MIDWAY: Infectious smile
Recently, on board a flight from Delhi, the all-smiles, green-eyed Aishwarya Rai stared up at me from the airline’s glossy in-flight magazine. Fat chance that I’ll ever meet her, I thought. Miles away, this Miss World was in her own world. But her photo gave me a reason to smile
as if she were right in front of me. I smiled back at the beauty queen.
That’s the power of smile, a lingua franca understood by one and all, even by the new-born babies. That’s why they smile even at the strangers. A natural gift that we are all born with. And a gift that most of us gradually part with in the process of growing up. So much so that there are times when we find it hard to smile even at family members, let alone friends, foes and foreigners. Ironically, in the pursuit of nirvana, we have lost our most precious source of happiness: a smile.

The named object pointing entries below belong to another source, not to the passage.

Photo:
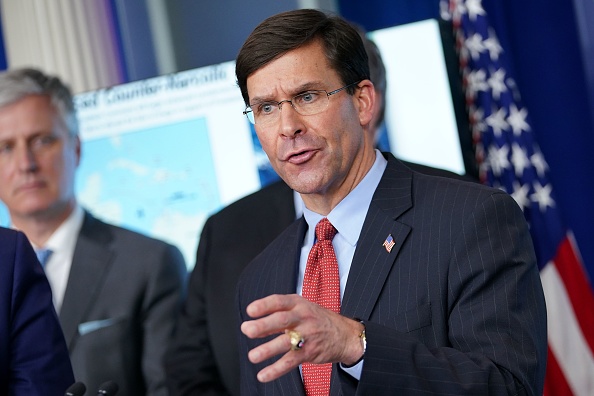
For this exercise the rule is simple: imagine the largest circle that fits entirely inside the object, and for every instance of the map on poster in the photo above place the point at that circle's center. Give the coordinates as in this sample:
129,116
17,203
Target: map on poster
161,155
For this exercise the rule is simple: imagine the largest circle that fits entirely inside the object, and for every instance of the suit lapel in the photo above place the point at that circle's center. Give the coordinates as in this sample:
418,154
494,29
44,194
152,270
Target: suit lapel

What we smile about depends upon people and places. People, as we tend to break into a big smile whenever we come across someone close; places, as we are disposed to smile in some settings but not in others. It’s practically impossible to be constantly in situations that suit our mood. But we can think of people and places miles away and smile fondly at our recollection. Isn’t it amazing that, no matter how far, thoughts of a loved one always
make you grin?
Even trivial incidents of a remote past can be a source of mirth. I remember a school friend going for a toss after stepping on a banana peel while playing kabaddi. I can barely suppress my laughter when I recall that incident. Smile I do, but discreetly, lest anyone should hear me snigger: Why are you smiling alone? Gone gaga, eh?
In cities like Kathmandu, the sight of people slipping on muddy roads produces pity instead of laughter. This goes to show how only particular people and settings can tickle our funny bones. While some people acting out a farce might not evoke any laughter, just imagining others, no matter how far they are, instantly produces that bewitching smile.
Hence it’s not the distance that counts but how fondly we can bring to mind a particular event. These events, when evoked with a touch of nostalgia, might make us happier still. Distance is no barrier to making someone smile, then.